I have a Dayton 1XJY1A blower that I'd like to wire to a single pole, 3-way light switch, and plug into a wall outlet using a standard 14/3 power cable. The blower has 4 running speeds, but I really only need one of them for now until I can find a proper 5 position rotary switch for it.

The blower wiring diagram looks like this:

blower wiring diagram

And the switch looks like this:

single pole 3-way switch

I'm using a simple 14/3 power cable from hardware store, the kind with the wires pre-stripped for this sort of thing.

My first attempt at this was unsuccessful. I wired it as follows, but the blower wouldn't turn on in either switch position. Purple to cable white, black-1 to brass switch terminal-1, and cable black to brass switch terminal-2.

Nothing connected to black common screw on the switch. Green cable ground wire attached to green switch ground screw. The yellow, orange, and red blower wires were capped and unconnected.

Secondary question, the blower motor is grounded to the blower housing. Do I need to ground the housing to the switch ground screw?

Am I missing something here? This seems pretty straightforward, and yet the blower remains off.

Best Answer

You're using a 3-way switch incorrectly.

A 3-way switch may be more familiar to you as an SPDT switch. Black terminal is common. Therefore the two brass terminals will never connect to each other in any switch configuration.

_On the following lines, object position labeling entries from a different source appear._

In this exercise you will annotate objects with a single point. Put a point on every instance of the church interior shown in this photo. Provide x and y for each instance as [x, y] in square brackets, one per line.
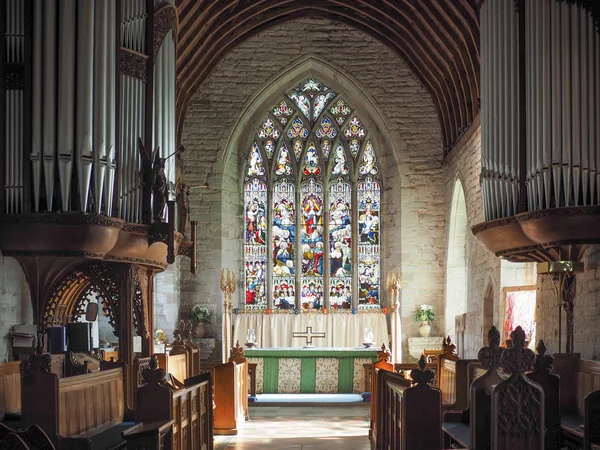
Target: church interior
[367, 224]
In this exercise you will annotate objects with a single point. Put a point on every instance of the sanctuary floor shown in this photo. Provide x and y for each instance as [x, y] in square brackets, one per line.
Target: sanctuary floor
[323, 427]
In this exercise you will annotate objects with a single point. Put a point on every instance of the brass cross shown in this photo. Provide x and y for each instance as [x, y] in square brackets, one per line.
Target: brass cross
[308, 335]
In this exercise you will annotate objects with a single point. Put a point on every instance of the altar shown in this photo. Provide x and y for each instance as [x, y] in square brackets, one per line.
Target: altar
[310, 370]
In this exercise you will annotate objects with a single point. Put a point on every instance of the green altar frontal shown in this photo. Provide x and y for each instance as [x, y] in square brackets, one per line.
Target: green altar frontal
[310, 370]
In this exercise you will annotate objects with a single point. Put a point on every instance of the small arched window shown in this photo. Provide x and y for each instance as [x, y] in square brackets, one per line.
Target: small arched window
[312, 196]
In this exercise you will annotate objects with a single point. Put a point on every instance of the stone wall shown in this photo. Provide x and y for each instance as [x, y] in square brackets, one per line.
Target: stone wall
[15, 303]
[217, 134]
[464, 163]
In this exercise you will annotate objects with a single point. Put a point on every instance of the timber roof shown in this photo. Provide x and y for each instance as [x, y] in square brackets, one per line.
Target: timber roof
[438, 39]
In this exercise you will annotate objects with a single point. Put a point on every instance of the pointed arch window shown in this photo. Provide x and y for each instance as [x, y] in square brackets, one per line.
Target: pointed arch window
[312, 196]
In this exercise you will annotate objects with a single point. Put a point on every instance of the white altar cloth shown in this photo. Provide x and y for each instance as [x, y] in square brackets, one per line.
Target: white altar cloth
[341, 330]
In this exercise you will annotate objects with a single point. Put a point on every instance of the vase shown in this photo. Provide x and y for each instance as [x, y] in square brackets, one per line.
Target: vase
[200, 330]
[424, 328]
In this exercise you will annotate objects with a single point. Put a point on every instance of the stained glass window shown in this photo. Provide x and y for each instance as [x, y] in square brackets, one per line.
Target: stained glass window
[255, 249]
[340, 244]
[284, 244]
[369, 193]
[312, 295]
[312, 197]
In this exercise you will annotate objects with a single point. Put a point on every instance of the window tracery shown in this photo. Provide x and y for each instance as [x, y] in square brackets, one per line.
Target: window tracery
[312, 196]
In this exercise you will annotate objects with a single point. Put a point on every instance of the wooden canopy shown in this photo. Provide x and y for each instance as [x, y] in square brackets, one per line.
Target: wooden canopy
[438, 39]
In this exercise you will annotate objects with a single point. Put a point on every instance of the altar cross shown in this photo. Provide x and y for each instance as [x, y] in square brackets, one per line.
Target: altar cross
[308, 335]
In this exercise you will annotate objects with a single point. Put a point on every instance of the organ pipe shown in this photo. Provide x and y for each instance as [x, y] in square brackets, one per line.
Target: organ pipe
[49, 98]
[562, 98]
[100, 76]
[73, 106]
[66, 97]
[86, 82]
[37, 120]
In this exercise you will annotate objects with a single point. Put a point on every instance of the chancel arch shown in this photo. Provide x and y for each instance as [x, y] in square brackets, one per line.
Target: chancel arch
[456, 269]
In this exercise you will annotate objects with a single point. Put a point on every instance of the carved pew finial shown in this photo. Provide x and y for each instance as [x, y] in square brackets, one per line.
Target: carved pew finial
[237, 351]
[448, 348]
[490, 355]
[153, 374]
[517, 358]
[543, 362]
[422, 376]
[384, 354]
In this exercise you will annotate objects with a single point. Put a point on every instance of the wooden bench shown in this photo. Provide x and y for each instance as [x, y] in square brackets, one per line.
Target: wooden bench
[382, 364]
[580, 383]
[231, 397]
[173, 418]
[32, 438]
[471, 427]
[410, 414]
[84, 411]
[10, 389]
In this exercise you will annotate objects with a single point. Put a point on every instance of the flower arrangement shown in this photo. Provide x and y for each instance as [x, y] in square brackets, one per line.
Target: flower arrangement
[424, 313]
[201, 314]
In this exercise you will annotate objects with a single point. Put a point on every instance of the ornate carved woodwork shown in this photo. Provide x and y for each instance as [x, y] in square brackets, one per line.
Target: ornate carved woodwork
[84, 236]
[438, 40]
[165, 20]
[546, 235]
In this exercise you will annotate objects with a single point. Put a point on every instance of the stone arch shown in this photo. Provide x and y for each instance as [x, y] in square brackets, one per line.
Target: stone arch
[456, 262]
[251, 119]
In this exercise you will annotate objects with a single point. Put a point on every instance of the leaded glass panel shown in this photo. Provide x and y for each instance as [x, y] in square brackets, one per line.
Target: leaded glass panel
[340, 244]
[284, 244]
[369, 194]
[303, 227]
[312, 244]
[255, 248]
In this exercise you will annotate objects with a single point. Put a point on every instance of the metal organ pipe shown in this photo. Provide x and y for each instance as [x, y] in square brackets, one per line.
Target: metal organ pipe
[85, 99]
[562, 106]
[100, 79]
[37, 120]
[66, 97]
[109, 175]
[49, 99]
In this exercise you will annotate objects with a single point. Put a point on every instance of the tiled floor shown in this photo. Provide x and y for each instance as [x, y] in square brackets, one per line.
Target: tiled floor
[303, 428]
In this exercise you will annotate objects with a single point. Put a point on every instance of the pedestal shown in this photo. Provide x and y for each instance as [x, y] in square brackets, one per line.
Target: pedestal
[416, 346]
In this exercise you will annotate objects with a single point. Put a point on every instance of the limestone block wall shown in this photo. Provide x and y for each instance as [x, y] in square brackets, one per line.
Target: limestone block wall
[413, 218]
[483, 269]
[15, 303]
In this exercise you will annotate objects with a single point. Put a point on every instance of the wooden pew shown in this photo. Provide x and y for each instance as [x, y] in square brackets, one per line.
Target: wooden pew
[453, 377]
[471, 428]
[74, 412]
[579, 378]
[410, 417]
[10, 388]
[382, 364]
[173, 418]
[231, 397]
[550, 383]
[517, 427]
[32, 438]
[176, 365]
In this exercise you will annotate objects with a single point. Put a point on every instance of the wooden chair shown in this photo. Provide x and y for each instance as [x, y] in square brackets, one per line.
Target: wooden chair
[523, 427]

You should connect switch black to your power supply black, one of the switch brass screws to the speed wires of your preference, and the other switch brass screw to nothing. (because you need to have an "off" position somewhere, right?).

I suppose you could connect the other brass screw to a different speed wire, but then the fan would be always running.

Oh, and two other things. First, fans generally need to be setup on a switch so they start on "HIGH" first. On lower settings they may not get enough torque to be able to start.

Second, make sure you are doing enclosures, grounding and other safety details in a manner UL would be likely to approve. No "science projects" with AC power; this stuff can kill you or start a fire.